Alexis Coissard (Institut Néel)


Horaire/Time : le mardi 25 avril 2023 à 14:00


Lieu/Place : Visio-conférence Zoom hydride depuis Salle Rémy Lemaire K223, Institut Néel

Zoom link : https://univ-grenoble-alpes-fr.zoom.us/j/91808901596?pwd=UWZ2cml2N1VBOEZBenk0d3RJek9rdz09


Résumé/Abstract : When electrons populate a flat band their kinetic energy becomes negligible, forcing them to organize in exotic many-body states to minimize their Coulomb energy. The zeroth Landau level of graphene under a magnetic field is a particularly interesting strongly interacting flat band because interelectron interactions are predicted to induce a rich variety of broken-symmetry states with distinct topological and lattice-scale orders [1]. Evidence for these states stems mostly from indirect transport experiments that suggest that broken-symmetry states are tunable by boosting the Zeeman energy [2] or by dielectric screening of the Coulomb interaction [3]. However, confirming the existence of these ground states requires a direct visualization of their lattice-scale orders.
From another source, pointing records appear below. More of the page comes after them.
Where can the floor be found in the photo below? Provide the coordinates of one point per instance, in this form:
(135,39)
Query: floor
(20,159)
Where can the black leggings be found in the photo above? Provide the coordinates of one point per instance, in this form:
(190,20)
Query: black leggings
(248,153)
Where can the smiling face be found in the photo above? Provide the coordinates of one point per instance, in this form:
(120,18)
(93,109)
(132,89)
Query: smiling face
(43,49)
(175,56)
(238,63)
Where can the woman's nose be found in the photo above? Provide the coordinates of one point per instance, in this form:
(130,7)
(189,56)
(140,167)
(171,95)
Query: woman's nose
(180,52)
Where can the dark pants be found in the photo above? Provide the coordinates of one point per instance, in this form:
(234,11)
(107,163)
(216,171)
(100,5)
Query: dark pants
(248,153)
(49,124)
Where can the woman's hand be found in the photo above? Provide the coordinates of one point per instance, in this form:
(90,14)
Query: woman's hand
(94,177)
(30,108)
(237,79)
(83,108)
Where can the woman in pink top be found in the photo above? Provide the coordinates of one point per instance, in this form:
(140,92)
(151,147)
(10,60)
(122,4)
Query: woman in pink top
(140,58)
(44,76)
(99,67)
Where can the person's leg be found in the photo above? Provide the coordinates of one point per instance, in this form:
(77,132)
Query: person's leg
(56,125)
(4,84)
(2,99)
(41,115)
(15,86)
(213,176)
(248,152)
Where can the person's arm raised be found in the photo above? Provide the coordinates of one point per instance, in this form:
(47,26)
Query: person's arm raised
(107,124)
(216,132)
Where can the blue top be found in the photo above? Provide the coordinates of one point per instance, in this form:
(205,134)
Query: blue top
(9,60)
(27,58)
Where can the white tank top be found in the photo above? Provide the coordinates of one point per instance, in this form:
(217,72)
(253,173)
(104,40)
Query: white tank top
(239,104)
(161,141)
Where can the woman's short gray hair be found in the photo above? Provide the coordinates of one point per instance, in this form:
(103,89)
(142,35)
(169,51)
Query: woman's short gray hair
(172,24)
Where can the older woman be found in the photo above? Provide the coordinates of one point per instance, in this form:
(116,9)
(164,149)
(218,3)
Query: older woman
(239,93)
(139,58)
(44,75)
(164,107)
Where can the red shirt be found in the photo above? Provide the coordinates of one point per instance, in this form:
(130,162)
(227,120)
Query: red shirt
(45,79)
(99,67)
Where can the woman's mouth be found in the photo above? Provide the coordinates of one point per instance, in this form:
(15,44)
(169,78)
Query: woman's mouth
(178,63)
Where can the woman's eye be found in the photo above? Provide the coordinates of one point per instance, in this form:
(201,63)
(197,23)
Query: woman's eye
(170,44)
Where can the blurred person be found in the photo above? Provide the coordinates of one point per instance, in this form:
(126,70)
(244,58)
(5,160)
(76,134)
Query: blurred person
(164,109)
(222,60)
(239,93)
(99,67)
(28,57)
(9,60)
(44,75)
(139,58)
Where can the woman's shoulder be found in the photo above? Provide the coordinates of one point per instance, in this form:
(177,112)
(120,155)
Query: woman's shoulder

In this talk I will show that we have been able to image three distinct broken-symmetry phases in graphene using scanning tunnelling spectroscopy [4]. We explored the phase diagram by tuning the screening of the Coulomb interaction by a low- or high-dielectric-constant environment, and with a magnetic field. In the unscreened case, we find a Kekulé bond order. Under dielectric screening, a sublattice- unpolarized ground state emerges at low magnetic fields, and transits to a charge-density-wave order with partial sublattice polarization at higher magnetic fields. The Kekulé and charge-density-wave orders furthermore coexist with additional, secondary lattice-scale orders that enrich the phase diagram beyond current theory predictions.

Ref.: [1] Kharitonov, Phys. Rev. B 85, 155439 (2012).
[2] Young et al., Nature 505, 528–532 (2014).
[3] Veyrat et al., Science 367, 781–786 (2020).
[4] Coissard et al., Nature 605, 51-56 (2022).